17. Behavioral Analytics for bots
Enterprises deploying bots generate a lot of valuable information such as user data, usage data, performance data, or other metadata, but when it comes to deciphering the information and deriving meaningful insights from those, most of them fall flat.
They can only cross-sell or upsell when they understand the user journey. Conversational Analytics, a trend that’s fast catching up, provides a visual representation of the dialogs bots have with users. These conversation flows map popular user paths, tasks, and exit points within a visual context, helping to identify patterns, trends, and correlations that might go unnoticed using text-based data analysis methods. Google chat base and Kore’s Conversational Analytics are a few platforms that provide an insightful inference to the user’s journey using the chatbot. In 2020, enterprises that adopt chatbot technology would be keen on using these analytics to understand the user better and strategize accordingly.
18. AI Governance
AI governance is the idea whose time has come. Its a legal framework for ensuring machine learning (ML) technologies are well researched and developed with the end goal of helping enterprises leverage AI systems fairly. Dealing with issues surrounding the right to be informed and violations that may occur, AI governance aims to close the gap that exists between accountability and ethics in matters concerning technological advancements. The issue is wide resonance across industries everywhere, including healthcare, transportation, economics, business, education, and public safety.
19. Analysts Predictions
According to the latest research by Gartner, by 2020, at least 80% of new enterprise applications will make strong use of chatbots. The same research indicates that, by 2021, “conversational artificial intelligence-first” will be adopted by the majority of enterprise IT organizations as the most important new platform paradigm. Gartner also predicts that Artificial Intelligence (AI) will be a mainstream customer experience investment in the next couple of years. 47% of organizations will use chatbots for customer care and 40% will deploy virtual assistants.
Not only Gartner, leading analysts such as Forrester, IDC, HFS Research, Evalueserve, Nielsen and others acknowledged growing trends of Conversational AI in 2020 and buy into the increasing adoption of Conversational AI in the coming years.

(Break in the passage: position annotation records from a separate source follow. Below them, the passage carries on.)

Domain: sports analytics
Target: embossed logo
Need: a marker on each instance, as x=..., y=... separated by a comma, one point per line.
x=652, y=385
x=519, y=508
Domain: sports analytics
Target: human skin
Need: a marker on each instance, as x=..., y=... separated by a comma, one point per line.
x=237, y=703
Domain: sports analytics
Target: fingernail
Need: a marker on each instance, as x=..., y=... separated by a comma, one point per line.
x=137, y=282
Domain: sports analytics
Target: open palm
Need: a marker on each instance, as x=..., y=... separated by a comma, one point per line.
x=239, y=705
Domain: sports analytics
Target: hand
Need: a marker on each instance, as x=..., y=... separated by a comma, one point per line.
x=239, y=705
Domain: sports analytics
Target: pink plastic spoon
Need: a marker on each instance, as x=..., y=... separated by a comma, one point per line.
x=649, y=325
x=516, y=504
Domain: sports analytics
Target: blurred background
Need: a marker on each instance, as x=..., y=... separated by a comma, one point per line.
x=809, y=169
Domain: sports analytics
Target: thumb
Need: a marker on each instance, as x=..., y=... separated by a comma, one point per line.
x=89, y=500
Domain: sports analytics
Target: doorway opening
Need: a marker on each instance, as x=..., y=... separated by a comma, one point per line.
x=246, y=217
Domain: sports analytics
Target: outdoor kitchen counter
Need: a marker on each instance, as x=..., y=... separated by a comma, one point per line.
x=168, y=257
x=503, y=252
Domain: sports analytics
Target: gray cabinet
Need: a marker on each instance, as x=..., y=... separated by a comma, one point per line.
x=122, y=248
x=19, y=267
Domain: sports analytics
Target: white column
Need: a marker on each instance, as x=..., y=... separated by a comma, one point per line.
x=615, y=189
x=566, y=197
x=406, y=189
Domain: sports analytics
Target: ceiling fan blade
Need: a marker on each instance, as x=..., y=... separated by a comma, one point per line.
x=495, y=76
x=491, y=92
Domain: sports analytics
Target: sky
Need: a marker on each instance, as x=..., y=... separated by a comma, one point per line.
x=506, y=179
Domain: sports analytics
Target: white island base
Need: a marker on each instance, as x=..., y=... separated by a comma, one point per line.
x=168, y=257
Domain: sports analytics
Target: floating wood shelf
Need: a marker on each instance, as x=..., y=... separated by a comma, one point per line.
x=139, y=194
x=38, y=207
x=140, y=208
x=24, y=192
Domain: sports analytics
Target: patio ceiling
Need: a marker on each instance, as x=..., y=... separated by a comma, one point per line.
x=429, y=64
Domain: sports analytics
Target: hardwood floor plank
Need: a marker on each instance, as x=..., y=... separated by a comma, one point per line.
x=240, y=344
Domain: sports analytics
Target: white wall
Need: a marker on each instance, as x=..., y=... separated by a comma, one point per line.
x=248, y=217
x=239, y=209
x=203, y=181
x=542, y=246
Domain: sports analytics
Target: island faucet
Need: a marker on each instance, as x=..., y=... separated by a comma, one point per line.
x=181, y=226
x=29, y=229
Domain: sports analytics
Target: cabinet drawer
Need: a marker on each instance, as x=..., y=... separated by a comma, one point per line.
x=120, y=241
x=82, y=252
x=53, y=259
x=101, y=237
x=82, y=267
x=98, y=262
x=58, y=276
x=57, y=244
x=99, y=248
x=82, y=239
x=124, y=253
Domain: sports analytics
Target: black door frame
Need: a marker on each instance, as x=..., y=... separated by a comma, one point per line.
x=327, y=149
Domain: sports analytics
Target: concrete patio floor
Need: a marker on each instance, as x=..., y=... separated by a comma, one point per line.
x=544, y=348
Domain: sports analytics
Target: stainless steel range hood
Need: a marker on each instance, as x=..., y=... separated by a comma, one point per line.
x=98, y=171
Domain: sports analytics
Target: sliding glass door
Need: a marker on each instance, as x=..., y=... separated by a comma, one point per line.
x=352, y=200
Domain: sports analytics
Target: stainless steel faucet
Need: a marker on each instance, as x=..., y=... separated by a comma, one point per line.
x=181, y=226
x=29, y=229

20. Rapid Industry Adoption
Conversational AI bots are being widely adopted in every industry. Banks have enabled their customers to interact with chatbots to clarify queries related to account balance, bank statements, transfer funds, create a deposit, saving and investment advice, and so on. For example, Bank of America introduced Erica, a chatbot for its customers to perform similar functions for them. The hospitality sector is also working towards providing a better guest experience with concierge bots available 24/7. The Airline industry is deploying AI-powered bots to send announcements for ticketing, facilitate web check-ins, personalized search and purchases, provide flight options, and make other travel arrangements. Other industries such as manufacturing, Insurance, Telecom, Media & Entertainment are also catching up with the implementation of Conversational AI.
The Way Forward
The conversational AI technology has been widely embraced in 2019 and is set to proliferate in 2020. Some experts say that the full potential of AI-powered chatbots is still on the way while others believe that enterprises can benefit from this technology even in its early days. Do AI trends fascinate you?